DDP-4 Inhibitor Advisory Committee Update
April 14, 2015 – During a meeting of the U.S. Food and Drug Administration’s (FDA) Endocrine and Metabolic Drugs Advisory Panel, members voted for labeling changes on some drugs for diabetes. The panel recommended that information about the risk of heart failure be added to the labeling for AstraZeneca’s Onglyza (saxagliptin) and Kombiglyze XR (saxagliptin/metformin) and Takeda’s Nesina (alogliptin), Kazano (alogliptin/metformin) and Oseni (alogliptin/pioglitazone). The drugs are dipeptidyl peptidase-4 (DPP-4) inhibitors, a relatively new class that is used to treat type 2 diabetes. DPP-4 inhibitors increase insulin production and reduce glucose production to improve blood sugar levels. Other DDP-4 inhibitor and DPP-4 inhibitor-containing products currently available on the U.S. market include Merck’s Januvia (sitagliptin), Janumet (sitagliptin/metformin), and Juvisync (sitagliptin/simvastatin); as well as three Lilly/Boehringer Ingelheim products — Tradjenta (linagliptin), Jentadueto (linagliptin/metformin), and Glyxambi (linagliptin/empagliflozin).
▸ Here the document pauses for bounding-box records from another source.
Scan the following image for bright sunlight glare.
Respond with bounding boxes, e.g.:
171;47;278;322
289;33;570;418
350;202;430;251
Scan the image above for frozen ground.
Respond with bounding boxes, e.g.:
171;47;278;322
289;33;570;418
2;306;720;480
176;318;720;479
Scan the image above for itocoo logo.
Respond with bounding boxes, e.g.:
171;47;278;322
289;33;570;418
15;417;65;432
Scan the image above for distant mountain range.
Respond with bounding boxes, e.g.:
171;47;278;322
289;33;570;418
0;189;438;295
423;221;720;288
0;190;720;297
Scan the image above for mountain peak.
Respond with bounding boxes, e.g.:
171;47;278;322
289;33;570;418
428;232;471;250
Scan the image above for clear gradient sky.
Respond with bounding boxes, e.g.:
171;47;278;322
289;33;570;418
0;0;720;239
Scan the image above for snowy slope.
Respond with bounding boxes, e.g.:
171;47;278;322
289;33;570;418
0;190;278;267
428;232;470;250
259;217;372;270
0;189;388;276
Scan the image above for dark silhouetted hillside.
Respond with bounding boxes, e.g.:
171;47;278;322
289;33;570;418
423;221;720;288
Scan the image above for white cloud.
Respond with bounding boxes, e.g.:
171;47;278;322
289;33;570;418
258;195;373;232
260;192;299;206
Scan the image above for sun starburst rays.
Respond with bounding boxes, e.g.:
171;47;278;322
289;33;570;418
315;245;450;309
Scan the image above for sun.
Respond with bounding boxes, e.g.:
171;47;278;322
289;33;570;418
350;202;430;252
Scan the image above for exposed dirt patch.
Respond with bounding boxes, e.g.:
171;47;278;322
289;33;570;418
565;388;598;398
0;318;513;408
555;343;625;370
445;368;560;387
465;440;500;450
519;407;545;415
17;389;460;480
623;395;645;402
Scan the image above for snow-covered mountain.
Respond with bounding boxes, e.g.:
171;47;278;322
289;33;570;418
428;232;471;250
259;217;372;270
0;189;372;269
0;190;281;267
In 2008, an FDA guidance on the cardiovascular safety of all drugs used to treat diabetes directed manufacturers of new drugs to provide evidence that cardiovascular risk, already elevated for patients with diabetes, was not worsened by using their drugs. Results of the first post-marketing studies found no increases in cardiovascular-related deaths, heart attacks or strokes with alogliptin or saxagliptin. However both drugs increased the risk of heart failure. The increase did not reach statistical significance with alogliptin, but saxagliptin users were 27% more likely to be hospitalized for heart failure. Additionally, they had a higher risk of death from any cause than participants using a placebo along with their usual diabetes therapies. Although the increase in deaths among patients on saxagliptin concerned the panel members, the causes of death did not have a clear pattern. Panel members also commented that the increased risks may be common to all DDP-4 inhibitors. If results from Merck’s study, which are expected later this quarter, also show increased risks of heart failure, death or both; FDA could require label and, possibly, prescribing changes for all DDP-4 inhibitors.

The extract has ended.